A closer view of No.107. The front door and the windows have been nailed closed, meaning no occupies this house now.  However, as shown in the earlier picture, it seems like there is someone staying at the back portion of the house.  A zoomed in view of the side of the house revealed that there is a car with the registration number ADY 7278, parked inside the side entrance.  Why would someone want to occupy the back portion and not the main part of the house will remain a mystery.  

Thursday 2 October 2014

Bits of the past in Kuching

A short visit to Kuching, Sarawak to attend a niece’s wedding, gave me some time to roam around the city and look at things which are no longer seen over at Peninsula Malaysia, at least along the west coast.  When one talks about heritage, one usually thinks of old building and architectural structures and forget about the living heritage.  Living heritage are sometimes more valuable – it’s the old ways of life – which may disappear soon together with the last generation of practitioners.  Here, in Kuching, I found, much to my delight, that much of what has disappeared back home, are still in practice.  For instance, at the famous waterfront to the Sarawak River, old fashioned boats are still being used to ferry passengers across the river for only 50 sen per person.   That rate belongs to the 1970’s for a ride across a river in any kind of boat.   This kind of trade – as a boatman – has long disappeared in West Malaysia.  One just can’t earn enough to sustain a living, doing this. Modernised form of transportation and improved road infrastructures has made this form of trade obsolete.  

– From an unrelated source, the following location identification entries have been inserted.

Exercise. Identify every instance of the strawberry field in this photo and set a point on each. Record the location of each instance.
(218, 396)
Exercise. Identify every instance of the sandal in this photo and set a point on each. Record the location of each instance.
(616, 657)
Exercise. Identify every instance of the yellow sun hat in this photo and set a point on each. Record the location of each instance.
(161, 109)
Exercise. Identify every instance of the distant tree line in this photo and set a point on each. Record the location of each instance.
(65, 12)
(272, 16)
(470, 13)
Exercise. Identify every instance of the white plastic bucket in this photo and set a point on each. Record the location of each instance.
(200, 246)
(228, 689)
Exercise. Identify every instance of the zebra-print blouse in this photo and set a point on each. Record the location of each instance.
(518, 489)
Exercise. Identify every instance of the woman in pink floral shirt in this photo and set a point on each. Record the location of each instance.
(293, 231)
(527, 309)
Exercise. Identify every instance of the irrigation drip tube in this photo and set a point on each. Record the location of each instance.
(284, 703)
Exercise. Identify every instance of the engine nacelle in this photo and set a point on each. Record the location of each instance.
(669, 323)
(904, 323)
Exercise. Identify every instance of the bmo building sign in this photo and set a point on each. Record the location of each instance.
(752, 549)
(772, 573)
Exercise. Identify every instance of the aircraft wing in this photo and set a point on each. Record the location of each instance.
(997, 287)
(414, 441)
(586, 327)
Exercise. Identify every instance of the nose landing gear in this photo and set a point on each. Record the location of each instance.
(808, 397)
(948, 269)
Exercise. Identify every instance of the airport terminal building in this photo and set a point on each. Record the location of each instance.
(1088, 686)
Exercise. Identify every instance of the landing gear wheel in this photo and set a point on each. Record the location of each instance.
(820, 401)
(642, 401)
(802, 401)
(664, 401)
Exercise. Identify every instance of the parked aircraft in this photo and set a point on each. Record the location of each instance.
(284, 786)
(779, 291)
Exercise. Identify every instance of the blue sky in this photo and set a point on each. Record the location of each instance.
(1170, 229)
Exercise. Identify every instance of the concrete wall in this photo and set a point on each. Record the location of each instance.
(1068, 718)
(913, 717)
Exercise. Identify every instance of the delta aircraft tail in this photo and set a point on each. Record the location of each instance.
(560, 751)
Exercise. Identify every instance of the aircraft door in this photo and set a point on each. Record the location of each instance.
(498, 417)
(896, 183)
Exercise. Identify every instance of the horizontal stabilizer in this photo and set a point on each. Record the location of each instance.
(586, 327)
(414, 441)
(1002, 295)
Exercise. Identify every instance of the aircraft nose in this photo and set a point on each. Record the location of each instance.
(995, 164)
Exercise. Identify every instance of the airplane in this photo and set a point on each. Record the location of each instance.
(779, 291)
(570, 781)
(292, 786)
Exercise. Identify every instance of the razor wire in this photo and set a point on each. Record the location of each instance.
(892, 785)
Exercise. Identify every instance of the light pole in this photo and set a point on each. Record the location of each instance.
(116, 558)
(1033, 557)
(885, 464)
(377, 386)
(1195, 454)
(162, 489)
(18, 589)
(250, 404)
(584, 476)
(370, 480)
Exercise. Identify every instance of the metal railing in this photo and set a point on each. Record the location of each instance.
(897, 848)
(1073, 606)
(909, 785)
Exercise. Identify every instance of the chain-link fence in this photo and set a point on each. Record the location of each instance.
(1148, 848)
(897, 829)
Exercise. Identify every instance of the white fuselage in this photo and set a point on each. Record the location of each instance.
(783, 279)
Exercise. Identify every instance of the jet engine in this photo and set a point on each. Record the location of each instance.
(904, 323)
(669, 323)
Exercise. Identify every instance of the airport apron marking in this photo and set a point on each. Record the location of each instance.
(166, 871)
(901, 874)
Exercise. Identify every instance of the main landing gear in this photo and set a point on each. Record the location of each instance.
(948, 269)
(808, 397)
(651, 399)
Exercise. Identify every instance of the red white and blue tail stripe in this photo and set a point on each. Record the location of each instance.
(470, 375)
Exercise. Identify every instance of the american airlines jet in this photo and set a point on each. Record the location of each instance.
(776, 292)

Talking of modernised form of transportation, I noticed that although new and air-cond. buses are now moving people around the city, the old-fashioned, open-windowed buses are still going around doing its public service, faithfully.  The design, the paintwork and even the seats are still the same for the last half of a century or so.  Of course, such buses are also still plying along rural routes in West Malaysia, but over here, they are very well maintained. Riding on these buses brings back memories of how I have to change stage buses three times for a journey from Ipoh to Penang in the early 70’s.  And, all those buses looked like this one that I saw in Kuching.





As a youngster, I used to enjoy ice-balls.  Those days ice-balls cost only 10 sen each.  They are made by pressing shaved ice into a ball, the size of a sepak-takraw ball, and then had red syrup or sarsi poured over and into it.  On a hot day, sucking the red syrup out of the ice-ball is delightful.  Now, no one makes ice-ball this way any more.  Then, you know what, there is this stall by the side if a road in Kuching which is still selling something that is so similar to our ice-balls.  They called it ice kantong. Same principle, shaved ice and then squeeze the ice onto a stick and pour syrup over it!!    On that  hot afternoon, it was selling like hot cakes!  The next thing that caught my attention was the tool the hawker used to shave the ice.  No one use such a thing back home anymore – it is a wooden ice shredder!  You just push a block of ice over the blade sticking out of a wooden stool-like equipment and the ice is shaved.  This was used by the cendol man, the ice kacang man and the ice-ball man, long, long ago over in West Malaysia.  This is what I meant by living heritage.  This man is doing it exactly just the way his grandfather did.